Quem sintetizou a interpretação dominante do Brasil, que todos aprendemos nas escolas e nas universidades, foi Gilberto Freyre (1900-87). É a ideia de que viemos de Portugal e que de lá herdamos um jeito específico de ser. Para o autor de "Casa-Grande e Senzala" e para seguidores como Darcy Ribeiro (1922-97), essa herança era positiva ou, pelo menos, ambígua.

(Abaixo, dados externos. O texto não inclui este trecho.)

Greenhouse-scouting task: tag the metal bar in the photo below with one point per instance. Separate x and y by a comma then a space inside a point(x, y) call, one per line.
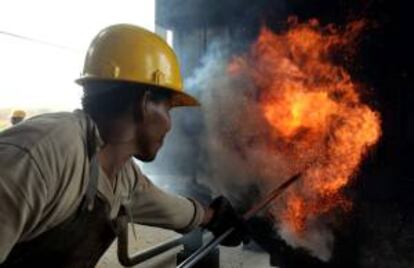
point(204, 250)
point(123, 254)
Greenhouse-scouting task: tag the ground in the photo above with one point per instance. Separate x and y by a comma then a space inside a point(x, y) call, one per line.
point(148, 236)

Sérgio Buarque de Holanda (1902-82),
outro filho de Freyre, reinterpreta a ideia como pura negatividade em registro
liberal. Cria, assim, o brasileiro como vira-lata, pré-moderno, emotivo e
corrupto. Tal visão prevaleceu, e quase todos a seguem, de Raymundo Faoro
(1925-2003), Fernando Henrique Cardoso e Roberto DaMatta a Deltan Dallagnol e
Sergio Moro.
Essa é a única interpretação
totalizante da sociedade brasileira que existe até hoje.
A "esquerda", entendida
como a perspectiva que contempla os interesses da maioria da sociedade, jamais
construiu alternativa a essa leitura liberal e conservadora. Existem
contribuições tópicas geniais, mas elas esclarecem fragmentos da realidade
social, não a sua totalidade, permitindo que, por seus poros e lacunas, penetre
a explicação dominante.
A ausência de interpretação própria
fez com que a esquerda sempre fosse dominada pelo discurso do adversário.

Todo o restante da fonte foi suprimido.